Topshop do this well as I’ve mentioned before, they also do the best bit of all which is join up their online and offline activity. Did anybody see their ice cream van recently? Many UK retailers are really missing the opportunity to use the web to create a buzz about their stores online or offline. Mass interruption advertising is (slowly) dying and the retailers that succeed will be the ones that integrate all their marketing activity, seamlessly and do it well.

A couple of websites worth checking out that are interesting models for a newer, more original retail online world are (following the fashion trend of black, white and a colour), Topshop of course as well as Asos (which I’ve just realised has a cookie to remember your sex, or at least the section you last looked at).

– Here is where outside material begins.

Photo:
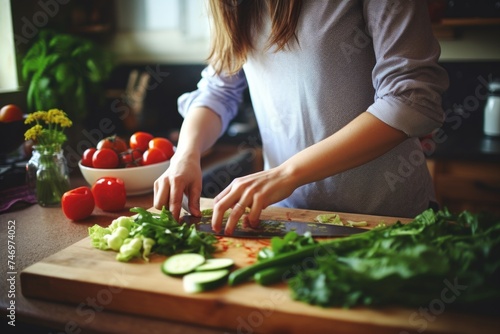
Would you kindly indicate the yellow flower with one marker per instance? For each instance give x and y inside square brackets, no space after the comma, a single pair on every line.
[49,127]
[36,116]
[33,132]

With an announcement today of the iPhone I wonder if this might be the catalyst that retail needs to become more mobile and start using the mobile medium and its opportunities more. It’ll be interesting to watch and see who gets to grips with mobile retailing and when.

Pop up retail

This week I received my copy of Frame magazine and was completely taken with the article on page 241 ‘Plastic Dreams’ an exhibition in Shanghai Times Square: beautiful red plastic mannequin’s from La Rosa and a fantastic plastic walled structure with clear plastic blocks from Sturm und Plastic what an amazing sight.
What a fantastic opportunity to create a exhibition/moving retail environment. Food for thought for all those internet retailers out there who need to find ways to promote themselves offline, think of the opportunities to introduce a new product range using visual merchandising in pop up retail environments, but most of all to build customer awareness and create great publicity.
Unfortunately you can only see the image in the magazine but all the more reason to buy one for some design inspiration.


These beautiful billboards from the Johnson Banks thought for the week, reminded me of these blank billboards in São Paulo, photographed by Tony de Marco, originally via the Creative Review blog. This New (or is that Nu?) Austerity trend seems to be gaining traction.

Oxfam online shop

With the strapline of “from designer to downright comfy” Oxfam’s online shop sells a range of what we might call ‘vintage’ fashion including accessories and childrenswear. Here’s another business getting its act together online. This is a great way of using an existing offline social network to create a new online network. Sometime soon are we going to see something like this become a marketplace, (although maybe this exists already somewhere?) percentages of buying and selling going to the help fight poverty, far better than being chugged in the street. This surely is the tip of the iceberg for this kind of charity/business. At the moment clothes/fashion, as this grows toys, bikes, books, etc., perhaps buy online and pick up from your local store, this could be a quiet revolution in charity retail.